The crowd had a name for him by the end of the third round. He heard it twice from the seating on his way back through the tunnel. Not his actual name. A description: the Common-tier fire user. Which was interesting because he had not used fire in any of the three rounds so far, which meant someone had done enough research to know his affinity from the registration sheet rather than from anything they had seen him do.

He sat on the bench and checked the panel and ate the food Rael had left for him from the vendor outside the competitor entrance, and waited for the quarterfinal to be called.

It was called two hours later, after six other matches across the bracket's various sections had run their course.
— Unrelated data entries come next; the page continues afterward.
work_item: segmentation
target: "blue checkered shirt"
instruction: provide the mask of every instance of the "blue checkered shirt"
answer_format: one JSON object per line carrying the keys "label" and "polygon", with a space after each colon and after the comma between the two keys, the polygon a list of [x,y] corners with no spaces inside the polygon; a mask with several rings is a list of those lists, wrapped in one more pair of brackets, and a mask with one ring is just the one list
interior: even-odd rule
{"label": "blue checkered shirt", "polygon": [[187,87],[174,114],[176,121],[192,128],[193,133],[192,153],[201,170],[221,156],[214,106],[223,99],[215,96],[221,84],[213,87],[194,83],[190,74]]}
He had spent the time watching what he could see of the other fights from the corridor archway, building a picture of who was left and how they moved, and had been in the archway for Dorin's third round match which had lasted approximately forty seconds and had involved a technique Kael did not have a name for but which had displaced the opponent's centre of mass in a way that suggested Dorin's Champion-tier affinity was doing something more fundamental than surface-level elemental output.

He filed it. The mathematics of the bracket put Dorin and him in the same semi-final path. That was a later problem.

His current problem was walking out of the competitor tunnel on the opposite side of the arena.

The quarterfinal opponent was not what the crowd expected from bracket seven's lower seeds. He was not large. Not visually imposing. He carried no weapon Kael could see, which was either a stylistic choice or a deliberate piece of misdirection, and he moved across the arena floor toward the centre line with a quality of motion that Kael recognised immediately as the absence of unnecessary signal. Every step placed with exactly the weight it needed and no more. No tells. No excess.

The Record placed him at level 47, Tier 1 Common same as Kael, which explained the absence of handicapping. No token modifier between them. Clean fight.

Rael had watched the opponent's previous three matches and had given Kael a briefing over the food that had been characteristically economical: speed affinity, shadow variant, near-invisible in low light conditions, has not been hit cleanly in any of his three matches, three previous opponents all described losing track of him entirely before the decisive exchange.

The arena floor was not low light. It was open sky, midday, full illumination.

It did not matter.

The signal sounded and the opponent moved and then was not where he had been.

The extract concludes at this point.